Who’s in charge?: Santos is still in charge and the MPLA’s grip on the country has tightened. The 2008 elections were a landslide, albeit possibly not a fair one. On a (possibly inflated) 87% turnout the MPLA won 191 of the 220 seats. UNITA won 16 and the FNLA 3. Two new, post civil-war, parties also won seats: a coalition of pro democracy groups the Pro-Democracy Electoral Union won 2 seats and the centre-left federalists Social Renewal Party won 8, The SRP have worked in coalition with the MPLA in the past. There is a good guide to Angolan parties here.

What does it look like?: There are three main parts to Angola: a flat, dry, scrub-covered coastal lowland, a range on low hills, and then, behind the hills, a rolling plateau of scrubland where most of the people live. Angola has some of the richest mineral deposits in the world but most Angolans are subsistence farmers.
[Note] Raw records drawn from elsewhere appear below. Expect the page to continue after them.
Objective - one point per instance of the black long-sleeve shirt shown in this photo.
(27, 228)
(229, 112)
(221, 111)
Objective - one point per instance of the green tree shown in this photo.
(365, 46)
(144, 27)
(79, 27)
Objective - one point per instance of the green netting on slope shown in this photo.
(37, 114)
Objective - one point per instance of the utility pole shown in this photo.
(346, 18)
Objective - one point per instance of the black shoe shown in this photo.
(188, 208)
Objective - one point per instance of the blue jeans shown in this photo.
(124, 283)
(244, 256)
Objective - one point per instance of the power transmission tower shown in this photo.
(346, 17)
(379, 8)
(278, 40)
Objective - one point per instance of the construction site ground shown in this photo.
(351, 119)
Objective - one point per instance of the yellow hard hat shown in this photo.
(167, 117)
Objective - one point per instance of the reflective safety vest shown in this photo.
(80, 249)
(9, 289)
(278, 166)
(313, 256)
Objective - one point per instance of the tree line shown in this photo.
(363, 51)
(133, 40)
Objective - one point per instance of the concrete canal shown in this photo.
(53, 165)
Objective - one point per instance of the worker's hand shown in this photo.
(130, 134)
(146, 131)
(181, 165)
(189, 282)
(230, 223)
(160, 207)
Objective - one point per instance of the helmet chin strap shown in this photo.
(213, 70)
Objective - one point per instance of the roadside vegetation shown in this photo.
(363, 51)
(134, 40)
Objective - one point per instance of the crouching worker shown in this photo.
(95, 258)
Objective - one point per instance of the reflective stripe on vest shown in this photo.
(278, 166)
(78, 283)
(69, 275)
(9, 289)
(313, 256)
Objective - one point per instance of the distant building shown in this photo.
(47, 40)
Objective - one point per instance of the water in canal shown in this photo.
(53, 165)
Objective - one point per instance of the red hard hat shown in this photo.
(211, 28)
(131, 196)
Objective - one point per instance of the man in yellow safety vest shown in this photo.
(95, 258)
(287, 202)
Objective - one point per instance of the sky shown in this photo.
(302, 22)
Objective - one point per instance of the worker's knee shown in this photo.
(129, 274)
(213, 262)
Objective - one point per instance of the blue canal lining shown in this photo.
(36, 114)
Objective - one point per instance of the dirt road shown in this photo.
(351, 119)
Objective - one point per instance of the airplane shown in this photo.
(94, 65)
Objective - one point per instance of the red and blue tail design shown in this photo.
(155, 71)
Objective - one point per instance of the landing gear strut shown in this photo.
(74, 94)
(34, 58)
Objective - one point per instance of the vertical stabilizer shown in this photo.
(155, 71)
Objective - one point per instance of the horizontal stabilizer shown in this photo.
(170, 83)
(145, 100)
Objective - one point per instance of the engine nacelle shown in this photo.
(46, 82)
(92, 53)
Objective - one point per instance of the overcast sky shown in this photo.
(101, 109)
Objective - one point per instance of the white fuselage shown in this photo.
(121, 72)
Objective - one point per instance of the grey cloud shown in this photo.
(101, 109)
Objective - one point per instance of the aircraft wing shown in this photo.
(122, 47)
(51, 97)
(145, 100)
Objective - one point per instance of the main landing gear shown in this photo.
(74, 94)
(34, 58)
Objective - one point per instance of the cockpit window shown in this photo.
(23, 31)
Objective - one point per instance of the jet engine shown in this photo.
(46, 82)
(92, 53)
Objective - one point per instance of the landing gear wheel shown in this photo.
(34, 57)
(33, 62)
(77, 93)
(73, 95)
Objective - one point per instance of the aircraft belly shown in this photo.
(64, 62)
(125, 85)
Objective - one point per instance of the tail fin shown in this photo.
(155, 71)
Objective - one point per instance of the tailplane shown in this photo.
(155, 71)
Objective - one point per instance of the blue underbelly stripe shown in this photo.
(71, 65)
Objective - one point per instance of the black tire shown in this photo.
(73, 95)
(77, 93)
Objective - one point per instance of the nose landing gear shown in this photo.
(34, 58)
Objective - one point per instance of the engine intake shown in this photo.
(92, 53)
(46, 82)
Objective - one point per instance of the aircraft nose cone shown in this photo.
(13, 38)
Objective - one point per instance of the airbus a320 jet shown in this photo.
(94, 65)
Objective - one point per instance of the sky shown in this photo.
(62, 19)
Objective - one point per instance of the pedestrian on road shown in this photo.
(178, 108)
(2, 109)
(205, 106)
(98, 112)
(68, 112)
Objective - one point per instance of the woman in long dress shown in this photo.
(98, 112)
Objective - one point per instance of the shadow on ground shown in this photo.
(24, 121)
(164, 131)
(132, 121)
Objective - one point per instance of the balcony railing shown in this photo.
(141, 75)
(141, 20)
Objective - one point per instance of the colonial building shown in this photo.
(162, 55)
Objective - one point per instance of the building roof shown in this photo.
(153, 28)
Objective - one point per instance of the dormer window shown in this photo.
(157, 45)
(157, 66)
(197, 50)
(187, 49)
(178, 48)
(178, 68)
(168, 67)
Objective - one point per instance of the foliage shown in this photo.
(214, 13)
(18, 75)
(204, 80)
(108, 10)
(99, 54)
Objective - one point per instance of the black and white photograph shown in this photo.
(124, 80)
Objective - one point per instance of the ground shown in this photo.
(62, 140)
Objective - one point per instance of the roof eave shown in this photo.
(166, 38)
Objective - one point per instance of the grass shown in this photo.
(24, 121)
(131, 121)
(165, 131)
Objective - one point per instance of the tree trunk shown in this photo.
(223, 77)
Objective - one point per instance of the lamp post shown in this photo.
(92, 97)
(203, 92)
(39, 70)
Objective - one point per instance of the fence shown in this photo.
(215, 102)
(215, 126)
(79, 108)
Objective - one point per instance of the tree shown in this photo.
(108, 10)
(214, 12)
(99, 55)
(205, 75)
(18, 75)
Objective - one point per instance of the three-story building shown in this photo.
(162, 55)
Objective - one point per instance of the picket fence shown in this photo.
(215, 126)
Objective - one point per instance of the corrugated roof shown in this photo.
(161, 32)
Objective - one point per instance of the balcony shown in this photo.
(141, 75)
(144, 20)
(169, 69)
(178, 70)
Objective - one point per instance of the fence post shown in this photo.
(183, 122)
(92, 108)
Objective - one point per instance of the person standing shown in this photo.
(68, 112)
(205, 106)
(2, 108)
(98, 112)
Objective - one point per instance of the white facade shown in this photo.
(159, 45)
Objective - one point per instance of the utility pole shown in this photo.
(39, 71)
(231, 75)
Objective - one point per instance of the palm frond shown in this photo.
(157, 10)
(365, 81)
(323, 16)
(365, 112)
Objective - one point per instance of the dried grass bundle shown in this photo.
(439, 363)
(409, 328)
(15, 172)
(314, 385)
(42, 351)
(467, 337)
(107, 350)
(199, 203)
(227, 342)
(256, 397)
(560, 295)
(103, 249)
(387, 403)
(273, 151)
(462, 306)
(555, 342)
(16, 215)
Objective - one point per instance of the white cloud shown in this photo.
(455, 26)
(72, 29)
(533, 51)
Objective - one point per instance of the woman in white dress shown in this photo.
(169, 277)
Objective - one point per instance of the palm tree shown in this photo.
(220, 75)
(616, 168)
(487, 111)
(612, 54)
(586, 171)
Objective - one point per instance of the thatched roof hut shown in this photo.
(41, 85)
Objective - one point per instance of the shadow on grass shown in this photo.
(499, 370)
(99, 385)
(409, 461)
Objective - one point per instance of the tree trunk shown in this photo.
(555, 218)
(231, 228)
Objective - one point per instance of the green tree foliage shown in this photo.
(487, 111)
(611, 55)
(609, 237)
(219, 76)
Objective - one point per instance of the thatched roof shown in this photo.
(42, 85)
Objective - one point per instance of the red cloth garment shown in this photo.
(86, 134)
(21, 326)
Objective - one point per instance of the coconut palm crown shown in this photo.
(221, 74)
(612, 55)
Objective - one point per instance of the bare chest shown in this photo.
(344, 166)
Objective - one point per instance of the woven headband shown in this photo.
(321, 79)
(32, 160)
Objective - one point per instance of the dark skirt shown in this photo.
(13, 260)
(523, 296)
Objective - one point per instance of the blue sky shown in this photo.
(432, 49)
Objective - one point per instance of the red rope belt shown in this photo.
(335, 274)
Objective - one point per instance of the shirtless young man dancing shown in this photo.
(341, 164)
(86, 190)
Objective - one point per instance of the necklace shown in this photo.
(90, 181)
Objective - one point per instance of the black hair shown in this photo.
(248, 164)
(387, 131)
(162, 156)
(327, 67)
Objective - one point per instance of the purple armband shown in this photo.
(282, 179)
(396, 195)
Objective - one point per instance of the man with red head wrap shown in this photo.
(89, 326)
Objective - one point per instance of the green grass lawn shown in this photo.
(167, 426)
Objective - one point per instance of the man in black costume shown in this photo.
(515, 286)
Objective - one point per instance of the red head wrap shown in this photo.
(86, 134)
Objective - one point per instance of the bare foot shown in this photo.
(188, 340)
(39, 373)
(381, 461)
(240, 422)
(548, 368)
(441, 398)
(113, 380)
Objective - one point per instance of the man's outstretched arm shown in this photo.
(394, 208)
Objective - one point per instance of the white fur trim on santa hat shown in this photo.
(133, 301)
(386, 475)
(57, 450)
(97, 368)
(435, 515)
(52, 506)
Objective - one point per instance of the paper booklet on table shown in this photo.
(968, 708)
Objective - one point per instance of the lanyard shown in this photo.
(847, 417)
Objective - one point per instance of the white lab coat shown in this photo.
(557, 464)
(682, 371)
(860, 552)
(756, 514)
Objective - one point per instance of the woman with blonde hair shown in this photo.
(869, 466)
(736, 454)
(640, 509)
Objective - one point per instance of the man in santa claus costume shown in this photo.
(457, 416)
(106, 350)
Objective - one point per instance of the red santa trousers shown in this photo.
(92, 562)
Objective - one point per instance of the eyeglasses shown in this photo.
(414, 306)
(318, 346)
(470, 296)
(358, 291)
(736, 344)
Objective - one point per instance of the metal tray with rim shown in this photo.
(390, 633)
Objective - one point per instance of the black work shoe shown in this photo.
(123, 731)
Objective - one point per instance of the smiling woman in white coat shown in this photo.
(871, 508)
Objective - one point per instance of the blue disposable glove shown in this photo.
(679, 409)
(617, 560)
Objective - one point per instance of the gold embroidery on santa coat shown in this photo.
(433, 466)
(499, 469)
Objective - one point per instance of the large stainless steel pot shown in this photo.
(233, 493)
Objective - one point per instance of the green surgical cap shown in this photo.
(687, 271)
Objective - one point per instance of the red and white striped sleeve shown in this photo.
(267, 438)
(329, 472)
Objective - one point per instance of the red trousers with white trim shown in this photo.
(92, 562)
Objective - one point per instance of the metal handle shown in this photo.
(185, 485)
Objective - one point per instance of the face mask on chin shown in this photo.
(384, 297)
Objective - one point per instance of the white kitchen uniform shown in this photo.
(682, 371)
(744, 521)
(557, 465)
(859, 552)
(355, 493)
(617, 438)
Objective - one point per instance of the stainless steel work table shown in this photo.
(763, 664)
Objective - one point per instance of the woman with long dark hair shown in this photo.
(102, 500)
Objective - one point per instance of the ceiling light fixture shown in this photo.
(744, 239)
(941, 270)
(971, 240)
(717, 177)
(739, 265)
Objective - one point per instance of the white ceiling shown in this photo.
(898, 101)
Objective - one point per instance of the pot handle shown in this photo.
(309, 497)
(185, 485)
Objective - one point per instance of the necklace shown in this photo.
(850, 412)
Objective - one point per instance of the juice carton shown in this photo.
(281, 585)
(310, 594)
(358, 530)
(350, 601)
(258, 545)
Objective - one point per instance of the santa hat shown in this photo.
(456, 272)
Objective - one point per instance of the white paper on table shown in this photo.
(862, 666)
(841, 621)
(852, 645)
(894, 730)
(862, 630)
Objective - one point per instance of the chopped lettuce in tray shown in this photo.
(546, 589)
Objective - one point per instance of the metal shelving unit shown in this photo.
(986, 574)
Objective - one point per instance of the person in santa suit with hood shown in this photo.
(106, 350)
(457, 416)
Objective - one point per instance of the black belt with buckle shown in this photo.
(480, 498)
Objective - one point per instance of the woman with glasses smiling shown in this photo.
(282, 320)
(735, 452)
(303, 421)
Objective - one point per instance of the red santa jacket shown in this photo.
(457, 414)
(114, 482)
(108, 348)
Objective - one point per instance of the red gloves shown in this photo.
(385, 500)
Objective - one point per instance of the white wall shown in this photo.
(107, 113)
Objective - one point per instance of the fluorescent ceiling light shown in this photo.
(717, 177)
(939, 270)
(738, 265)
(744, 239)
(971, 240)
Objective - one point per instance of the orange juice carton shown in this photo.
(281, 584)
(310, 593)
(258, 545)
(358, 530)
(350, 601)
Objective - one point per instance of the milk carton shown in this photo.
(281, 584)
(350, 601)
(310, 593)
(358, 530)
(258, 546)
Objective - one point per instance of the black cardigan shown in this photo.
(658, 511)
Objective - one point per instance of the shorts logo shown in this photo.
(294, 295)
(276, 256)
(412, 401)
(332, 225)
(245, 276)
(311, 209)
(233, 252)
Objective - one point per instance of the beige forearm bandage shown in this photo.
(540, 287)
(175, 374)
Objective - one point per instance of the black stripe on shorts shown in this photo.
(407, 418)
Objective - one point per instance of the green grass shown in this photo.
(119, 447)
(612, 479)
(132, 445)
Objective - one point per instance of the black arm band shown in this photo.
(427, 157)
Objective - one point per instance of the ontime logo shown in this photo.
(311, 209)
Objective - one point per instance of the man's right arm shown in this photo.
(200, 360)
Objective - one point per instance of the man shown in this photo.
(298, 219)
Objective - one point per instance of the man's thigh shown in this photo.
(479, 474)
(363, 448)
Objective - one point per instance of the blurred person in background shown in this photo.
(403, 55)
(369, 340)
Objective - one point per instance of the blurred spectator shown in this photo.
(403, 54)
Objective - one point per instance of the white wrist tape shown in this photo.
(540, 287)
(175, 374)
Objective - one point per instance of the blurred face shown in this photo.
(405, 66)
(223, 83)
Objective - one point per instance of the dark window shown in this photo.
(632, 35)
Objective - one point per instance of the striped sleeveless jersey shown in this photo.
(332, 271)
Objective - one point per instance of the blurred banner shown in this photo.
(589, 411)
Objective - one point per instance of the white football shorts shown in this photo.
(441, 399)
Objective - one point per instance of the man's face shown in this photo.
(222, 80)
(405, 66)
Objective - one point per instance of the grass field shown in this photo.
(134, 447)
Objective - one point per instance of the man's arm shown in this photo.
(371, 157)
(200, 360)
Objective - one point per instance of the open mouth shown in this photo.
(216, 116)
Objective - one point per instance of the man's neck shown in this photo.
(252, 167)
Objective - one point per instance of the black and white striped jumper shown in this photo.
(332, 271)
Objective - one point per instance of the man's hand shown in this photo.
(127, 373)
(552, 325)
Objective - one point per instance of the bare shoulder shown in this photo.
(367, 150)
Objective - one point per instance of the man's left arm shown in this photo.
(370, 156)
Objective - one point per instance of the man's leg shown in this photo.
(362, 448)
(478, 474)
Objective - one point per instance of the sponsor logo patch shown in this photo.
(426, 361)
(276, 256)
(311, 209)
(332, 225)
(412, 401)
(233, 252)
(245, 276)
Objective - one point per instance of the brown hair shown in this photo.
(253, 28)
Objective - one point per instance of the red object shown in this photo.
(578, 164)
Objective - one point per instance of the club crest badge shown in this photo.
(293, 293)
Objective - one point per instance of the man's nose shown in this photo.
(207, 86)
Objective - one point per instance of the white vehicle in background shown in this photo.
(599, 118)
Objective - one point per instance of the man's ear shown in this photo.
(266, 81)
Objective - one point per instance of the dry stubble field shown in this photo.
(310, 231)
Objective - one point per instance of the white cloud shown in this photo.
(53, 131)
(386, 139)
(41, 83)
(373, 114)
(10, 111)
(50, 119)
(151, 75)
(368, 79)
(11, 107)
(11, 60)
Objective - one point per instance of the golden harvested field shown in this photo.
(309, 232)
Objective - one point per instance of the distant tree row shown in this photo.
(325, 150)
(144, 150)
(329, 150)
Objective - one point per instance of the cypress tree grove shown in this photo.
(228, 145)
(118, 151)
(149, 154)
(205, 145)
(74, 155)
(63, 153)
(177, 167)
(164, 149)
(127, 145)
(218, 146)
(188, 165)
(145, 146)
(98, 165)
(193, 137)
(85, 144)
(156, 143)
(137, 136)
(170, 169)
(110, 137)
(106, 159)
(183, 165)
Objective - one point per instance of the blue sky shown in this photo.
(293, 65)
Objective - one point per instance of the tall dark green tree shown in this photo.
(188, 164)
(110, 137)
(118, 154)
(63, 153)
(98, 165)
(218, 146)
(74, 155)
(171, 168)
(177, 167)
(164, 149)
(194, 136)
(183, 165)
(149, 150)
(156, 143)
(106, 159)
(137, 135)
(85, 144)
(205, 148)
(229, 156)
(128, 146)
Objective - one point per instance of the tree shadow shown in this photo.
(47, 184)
Cabinda is covered in dense jungle. Here is one of the prettier bits:

Angola

What are the issues?: Angola is one of the poorest countries in the world, even compared with other African countries it does not compare well and has been known to come bottom of various wealth, equality and quality of life indicators. Food and development are the main priorities.

A good source of impartial information is: The government controlled all media until very recently. There are now a few private newspapers and one private TV station but they report issues gathering information from state sources. Angolense has a web presence in Portuguese.

A good book is: There are a fair few books available: Angola: Struggle for Peace and Reconstruction (Nations of the Modern World: Africa)looks to be the best.

When are the next elections?: Presidential elections are overdue but may now never happen given the potential changes to Angola’s constitution. Local elections are due in 2010 but will probably be late. Elections to the assembly are due in 2013.